CMOP-0 (frei): Diese Tiere haben zwei normale Kopien des untersuchten Gens und sind mit sehr hoher Wahrscheinlichkeit CMOP-frei.
CMOP-1 (geringes Risiko): Diese Tiere tragen eine Kopie der CMOP-Mutation und eine normale Kopie des untersuchten Gens. Es kann nicht gesagt werden, von welchem Elternteil welche Kopie stammt. Diese CMOP-1-Hunde weisen ein relativ geringes Risiko auf, selber an CMOP zu erkranken. CMOP-1-Hunde werden an etwa die Hälfte ihrer Nachkommen die mutierte Form des Gens weitergeben und an die andere Hälfte ihrer Nachkommen die normale Form des Gens. CMOP-1-Zuchttiere werden bei Verpaarung mit freien CMOP-0-Tieren etwa 50% Nachwuchs mit geringem Risiko (CMOP-1) und etwa 50% freien Nachwuchs (CMOP-0) haben.

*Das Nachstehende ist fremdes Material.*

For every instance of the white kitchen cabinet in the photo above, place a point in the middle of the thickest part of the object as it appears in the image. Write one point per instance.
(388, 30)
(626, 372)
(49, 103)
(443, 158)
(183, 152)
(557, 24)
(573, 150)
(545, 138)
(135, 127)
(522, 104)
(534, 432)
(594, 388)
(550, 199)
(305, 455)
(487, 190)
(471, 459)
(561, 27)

CMOP-2 (hohes Risiko): Diese Tiere tragen zwei Kopien der CMOP-Mutation und erkranken mit einer relativ hohen Wahrscheinlichkeit an CMOP (über 57% der bislang von uns untersuchten Hunde mit zwei Kopien der CMOP-Mutation waren nachweislich erkrankt). Tierärzte und Züchter sollten sich bewusst sein, dass der CMOP-2-Genotyp nicht vollständig penetrant ist. CMOP-2-Hunde werden eine Kopie des mutierten Gens an alle ihre Nachkommen weitervererben.
Der Gentest wird effektiv dazu beitragen, die Anzahl CMOP-erkrankter Hunde in den drei Rassen zu vermindern. Wir raten dringend davon ab, CMOP-2-Hunde weiterhin für die Zucht einzusetzen. Wertvolle CMOP-1-Hunde können jedoch zur Zucht eingesetzt werden, wenn sie mit homozygot freien CMOP-0-Hunden verpaart werden. Ein radikaler Zuchtausschluss aller Träger zum jetzigen Zeitpunkt würde die genetische Basis innerhalb der Rassen zu stark einengen und könnte sehr leicht zu einer Häufung anderer Erbkrankheiten führen. Wertvolle CMOP-1-Zuchttiere sollten momentan weiter eingesetzt werden und werden bei Verpaarung mit freien CMOP-0-Tieren 50% freien Nachwuchs haben, aus welchem dann die Tiere mit den gewünschten Eigenschaften für folgende Generationen ausgewählt werden können.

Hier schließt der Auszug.